Considering the model for tendon stretching, it found that the variables peak ankle dorsiflexion angle during walking and peak calf stretch angle were included in predicting pain intensity. Here, the authors found a difference of nearly 1 point increased pain intensity in the people with insertional Achilles tendinopathy with these tasks. This model explained 53% of the variance in pain intensity across the three stretching tasks.
What does this study show us? It shows us that pain increases with increasing intensity movements. Of course, fast walking and doing heel raises are more demanding than resting. This is not new. The tendon loading tasks were more painful with lower peak dorsiflexion and with higher kinesiophobia or 50 minutes of morning stiffness.
This could mean that it may be important to inform people with Achilles tendinopathy that when they fear an activity, it may become more painful. When they experience morning stiffness, you could tell them to be gentle when increasing their load on the Achilles tendon throughout the day. Maybe a gentle warm-up before rising could impact their morning stiffness and lead to a decrease in pain. Trying to improve the dorsiflexion seems reasonable, but maybe not using stretching, since this also increases pain. Eccentric exercises may seem best suited.
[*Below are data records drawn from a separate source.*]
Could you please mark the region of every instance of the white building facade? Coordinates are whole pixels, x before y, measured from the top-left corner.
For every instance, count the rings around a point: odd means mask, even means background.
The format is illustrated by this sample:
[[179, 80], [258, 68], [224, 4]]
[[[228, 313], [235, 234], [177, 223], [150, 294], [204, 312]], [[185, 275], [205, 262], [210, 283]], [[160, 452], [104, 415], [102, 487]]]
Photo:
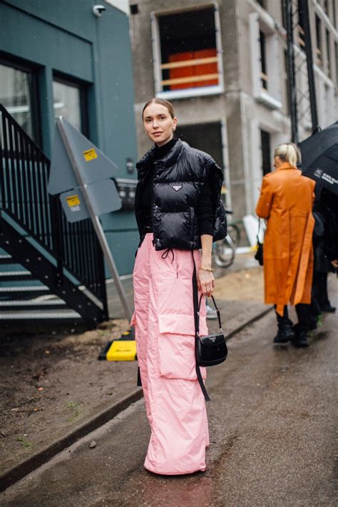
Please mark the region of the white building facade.
[[[283, 0], [130, 2], [138, 155], [150, 147], [144, 103], [153, 96], [170, 101], [178, 135], [224, 168], [226, 204], [237, 218], [254, 212], [274, 148], [290, 139], [283, 6]], [[336, 0], [309, 0], [309, 9], [324, 128], [338, 119], [338, 9]], [[299, 21], [294, 40], [302, 140], [312, 125], [302, 13]]]

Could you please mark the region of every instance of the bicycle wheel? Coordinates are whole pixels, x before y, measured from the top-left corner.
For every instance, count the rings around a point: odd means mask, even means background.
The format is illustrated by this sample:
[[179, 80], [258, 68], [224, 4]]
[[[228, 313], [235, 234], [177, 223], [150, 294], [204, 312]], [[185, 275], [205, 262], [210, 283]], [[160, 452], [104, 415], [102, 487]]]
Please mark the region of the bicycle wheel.
[[217, 241], [214, 250], [214, 260], [216, 265], [220, 267], [229, 267], [235, 259], [235, 247], [234, 242], [229, 235]]

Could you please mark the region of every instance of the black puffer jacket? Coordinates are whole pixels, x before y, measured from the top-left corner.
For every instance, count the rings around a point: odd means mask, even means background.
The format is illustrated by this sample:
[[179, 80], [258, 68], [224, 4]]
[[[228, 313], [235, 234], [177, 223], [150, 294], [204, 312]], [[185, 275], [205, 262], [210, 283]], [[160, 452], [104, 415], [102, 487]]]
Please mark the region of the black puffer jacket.
[[136, 221], [141, 240], [144, 216], [140, 195], [148, 171], [153, 171], [153, 232], [156, 250], [200, 248], [196, 209], [206, 178], [209, 178], [214, 211], [213, 240], [227, 234], [225, 214], [220, 200], [221, 169], [207, 153], [187, 147], [178, 140], [173, 148], [154, 161], [153, 148], [136, 164], [138, 183], [135, 197]]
Considering the tendon stretching tasks, pain intensity rose by approximately 1 point with walking and nearly 3 points when doing a calf stretch. Also here, nothing new. What was special here was that lower dorsiflexion angle during walking led to almost an increase of 3 points of pain while more dorsiflexion range of motion during stretching also increased pain, by an average of 1 point. It seems that using more of the functional dorsiflexion range during walking may be beneficial. On the contrary, trying to improve dorsiflexion with stretching does not seem very effective.
This study examined associations between variables and the intensity of movement-evoked pain. It doesn’t say anything about what factors are causing the differences in pain experienced. Anticipation of pain, just to name an example, may also have had a spell on the intensity of pain felt during a task. In the current study, fear of movement was more associated with dynamic tasks than it was with static ones, so the perceived “threat” of a movement may be involved in the pain experience.
Greater use of mid-range ankle dorsiflexion during walking was associated with less severe movement-evoked pain with both tendon loading and stretching tasks, indicating that limited functional use of ankle dorsiflexion angle is associated with more severe pain. As such, trying to normalize gait may have an impact on pain intensity. It doesn’t necessarily mean that decreased levels of dorsiflexion are a driver of pain. Maybe muscle guarding that limits the range of motion as a response to anticipation of pain is causing the pain to increase.
Achilles tendinopathy is a condition in which pain typically increases with increasing demands, as was shown in this study. Contrastingly, in a study we reviewed a while ago, Sancho et al. (2023) found that pain was not correlated with increasing loads. The conclusion we could draw from this study was that on a group level, pain was not a proxy for loading tasks, and thus, loads could be increased early in the rehabilitation while increasing levels of pain should not be feared.
This study found associations between tendon loading and stretching the Achilles tendon and movement-evoked pain. The pain increased with increasing demands, but biomechanical variables and psychological variables were also incorporated into the increasing levels of pain. It appears thus that interventions should aim to target other components than just easing pain. Fear of movement was associated with pain felt during loading of the Achilles tendon.